Bronco wasn’t sure, but he thought he saw a tear in Jean Philippe’s eye. Mavis poured all of them a small sample and returned the bottle to the table. Everyone was seeing, swirling, sniffing, and sipping.

“The nose is dominated by red berries,” Jean Philippe began, “The mouth is unctuous and supple. Notice how it begins discreetly then evolves into a plethora of aromas with just the slightest hint of…of…smoke…it reminds me of…the cured-meat shops in the Argonne.”

All of the guests were quietly praising the fabulous wine as Jean Philippe went on and on. The bottle was soon emptied as everyone wanted one more sip of this once-in-a-lifetime opportunity.

Mavis seemed to be missing as a reception line formed. After taking their turn shaking Jean Philippe’s hand and having their picture made, the other guests began filing in to dinner. When the crowd had thinned out a little, Jean Philippe took Bronco and Lester aside.

“I wanted to say thank you,” he said.

“For the wine,” Bronco said, “it really wasn’t…”

“I know,” Jean Philippe said with a big smile, “I meet a lot of pretentious people in my line of work, Quentin and Mavis Hardy have been among the worst.”

Jean Philippe started to chuckle as he put his arm around Bronco’s shoulder. “I don’t know what you put in that bottle,” he said, “but I really enjoyed letting the air out of Mavis.”

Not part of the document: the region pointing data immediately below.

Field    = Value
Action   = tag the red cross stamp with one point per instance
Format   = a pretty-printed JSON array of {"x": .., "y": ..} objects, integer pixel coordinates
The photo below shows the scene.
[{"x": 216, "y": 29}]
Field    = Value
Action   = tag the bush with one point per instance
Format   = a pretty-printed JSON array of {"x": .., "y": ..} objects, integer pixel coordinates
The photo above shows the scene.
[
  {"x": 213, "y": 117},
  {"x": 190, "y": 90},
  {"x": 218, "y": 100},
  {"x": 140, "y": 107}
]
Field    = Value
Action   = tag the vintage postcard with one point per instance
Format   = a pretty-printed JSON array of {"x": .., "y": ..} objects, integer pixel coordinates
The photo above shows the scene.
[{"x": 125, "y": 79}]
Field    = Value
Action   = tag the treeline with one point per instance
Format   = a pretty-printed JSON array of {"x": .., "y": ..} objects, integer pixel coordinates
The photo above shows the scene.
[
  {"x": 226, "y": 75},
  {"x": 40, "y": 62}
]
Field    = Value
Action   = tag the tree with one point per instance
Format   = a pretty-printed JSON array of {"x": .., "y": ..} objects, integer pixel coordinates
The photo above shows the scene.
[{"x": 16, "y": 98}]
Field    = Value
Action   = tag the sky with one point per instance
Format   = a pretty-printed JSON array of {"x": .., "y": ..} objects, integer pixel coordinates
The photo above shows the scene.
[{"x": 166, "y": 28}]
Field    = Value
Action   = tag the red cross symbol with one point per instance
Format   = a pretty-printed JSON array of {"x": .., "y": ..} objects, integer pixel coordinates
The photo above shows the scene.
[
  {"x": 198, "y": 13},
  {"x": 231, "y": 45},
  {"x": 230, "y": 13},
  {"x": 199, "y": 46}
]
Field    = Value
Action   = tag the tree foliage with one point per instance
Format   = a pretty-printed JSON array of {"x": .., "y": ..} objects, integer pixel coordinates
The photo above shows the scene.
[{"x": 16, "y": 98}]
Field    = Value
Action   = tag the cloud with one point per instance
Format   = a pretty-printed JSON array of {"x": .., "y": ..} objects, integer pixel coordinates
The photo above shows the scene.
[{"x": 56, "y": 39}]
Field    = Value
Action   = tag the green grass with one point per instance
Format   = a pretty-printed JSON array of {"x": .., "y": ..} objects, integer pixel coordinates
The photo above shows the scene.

“It was our pleasure,” Bronco said.

“Aren’t you boys coming in for dinner?” Jean Philippe asked.

“Nah,” Lester said, “we know a place where fifty dollars will buy you the finest steak in South Dakota, a 12-pack of Black Hills Barleycorn, and forty-six bucks change.”

“Where?” Jean Philippe asked.

“Out at our place,” Bronco said.

“You got a car?”

“Not exactly a car,” Bronco said, “but it’ll get us there.”

“I’ll buy the Barleycorn,” Jean Philippe said. “Let’s go.”

Mavis was breathing heavy by the time she got down to the road. Several motorists had Quentin sitting in the gravel, trying to help him catch his breath.

“What…in the world…is wrong with you?” she asked between gasps.

Quentin couldn’t speak, he just pointed to the cover of the new issue of Vinifera Magazine lying in the road. Mavis picked up the crumpled paper and unfolded it. Her eyes rolled back in her head as she let out a shriek, seized the cover in her fist, and collapsed on the double yellow line.

“What the devil is on that piece of paper,” the ambulance driver asked his partner as they roared down the Interstate toward Rapid City.

“It’s the cover of a wine magazine,” his partner said after prying it out of the still-unconscious woman’s grip, “Some French guy handing a gold medal to a couple o’ old cowboys.”